PONOROGO-Tradisi bedol pusaka menjadi salah satu tradisi yang identik dilakukan menjelang bulan Suro di Ponorogo, Jawa Timur, (28/7/2022).
Ada tahapan-tahapan yang dilalui dalam upacara menjelang kegiatan. Yakni mulai dari pengambilan pusaka yang istilah Ponoragan Boyong Pusaka, yang lengkap dengan arak-arakan menuju rumah dinas bupati Ponorogo.
Ketiga pusaka tersebut yakni Payung Songsong Kiai Tunggul Wulung, Tombak Kiai Tunggul Nogo, dan Sabuk Angkin Kiai Cinde Puspito. Ketiganya dikirab dari Makam Batoro Katong, dan selanjutnya dikirap menuju Pringgitan. Sebelum disimpan kembali, pusaka tersebut dijamas.

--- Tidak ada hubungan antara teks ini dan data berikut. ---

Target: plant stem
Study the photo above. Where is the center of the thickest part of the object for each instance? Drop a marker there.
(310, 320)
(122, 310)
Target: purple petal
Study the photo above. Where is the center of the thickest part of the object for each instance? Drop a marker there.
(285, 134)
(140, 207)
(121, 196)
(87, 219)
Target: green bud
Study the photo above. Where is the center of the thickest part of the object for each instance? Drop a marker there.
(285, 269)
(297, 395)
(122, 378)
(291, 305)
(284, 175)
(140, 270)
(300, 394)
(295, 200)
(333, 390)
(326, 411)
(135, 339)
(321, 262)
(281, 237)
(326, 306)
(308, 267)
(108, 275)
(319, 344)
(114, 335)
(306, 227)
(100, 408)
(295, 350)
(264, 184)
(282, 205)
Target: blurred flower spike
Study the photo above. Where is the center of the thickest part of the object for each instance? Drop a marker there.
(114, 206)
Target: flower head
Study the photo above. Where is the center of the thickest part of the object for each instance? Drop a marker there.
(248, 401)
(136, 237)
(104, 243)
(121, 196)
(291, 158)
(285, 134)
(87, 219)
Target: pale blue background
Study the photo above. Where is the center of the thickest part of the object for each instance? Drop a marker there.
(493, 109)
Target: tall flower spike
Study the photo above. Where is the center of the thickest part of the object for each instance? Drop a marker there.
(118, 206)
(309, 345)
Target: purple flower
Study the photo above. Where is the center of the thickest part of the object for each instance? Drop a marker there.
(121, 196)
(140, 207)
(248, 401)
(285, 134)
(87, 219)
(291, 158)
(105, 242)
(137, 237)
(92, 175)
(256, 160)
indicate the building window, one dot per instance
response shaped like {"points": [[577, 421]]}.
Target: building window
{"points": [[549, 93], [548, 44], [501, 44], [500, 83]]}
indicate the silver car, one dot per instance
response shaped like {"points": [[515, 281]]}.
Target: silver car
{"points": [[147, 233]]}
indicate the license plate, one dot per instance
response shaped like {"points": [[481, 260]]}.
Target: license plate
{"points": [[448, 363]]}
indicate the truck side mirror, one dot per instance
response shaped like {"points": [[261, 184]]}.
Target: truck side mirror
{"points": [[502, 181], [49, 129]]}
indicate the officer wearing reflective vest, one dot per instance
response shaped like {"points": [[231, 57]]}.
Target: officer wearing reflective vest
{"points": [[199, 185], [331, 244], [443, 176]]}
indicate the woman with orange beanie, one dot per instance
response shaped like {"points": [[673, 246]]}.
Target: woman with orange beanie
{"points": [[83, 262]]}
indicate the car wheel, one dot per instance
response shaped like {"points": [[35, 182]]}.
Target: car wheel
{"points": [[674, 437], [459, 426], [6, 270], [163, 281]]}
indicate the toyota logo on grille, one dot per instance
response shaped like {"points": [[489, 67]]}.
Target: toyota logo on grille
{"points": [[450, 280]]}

Bupati Ponorogo Sugiri Sancoko mengatakan, bedol pusaka memiliki makna yang dalam.
Selain membersihkan secara fisik prosesi bedol pusaka sebenarnya mempunyai tujuan untuk membersihkan diri secara fisik dibersihkan dan secara kebatinan juga dibersihkan.
“Bagaimana manusia itu harus introspeksi setidaknya setahun sekali mengingat apa yang sudah dilakukan sepanjang tahun,” ucapnya.
Adanya tahapan dan ritual dengan sejumlah aturan, menurut Bupati Sugiri Sancoko mencerminkan tentang kehidupan manusia yang punya norma-norma.
Benda pusaka yang dimiliki Ponorogo adalah wujud budaya fisik yang bernilai tinggi yang sudah seharusnya dihargai, dan penghargaan tersebut sebagai simbol tentang harmoni keseimbangan dalam berperilaku.
“Maksud dan tujuan bedol pusaka yakni untuk mendapatkan keselamatan, perlindungan, dan ketentraman. Sebagai masyarakat Jawa yang njawani, benda-benda pusaka tersebut dianggap mempunyai kekuatan gaib yang akan mendatangkan berkah apabila dirawat dengan cara dibersihkan atau dimandikan,” ulas Bupati Sugiri Sancoko.
Bupati menyampaikan bedol pusaka menjelang satu Suro punya nilai religius, dan itu tercermin pada proses upacara dengan doa bersama ditujukan kepada Allah SWT agar bumi Ponorogo mendapat perlindungan, rakyatnya mendapat keselamatan, kesejahteraan dalam menjalani kehidupan. (el).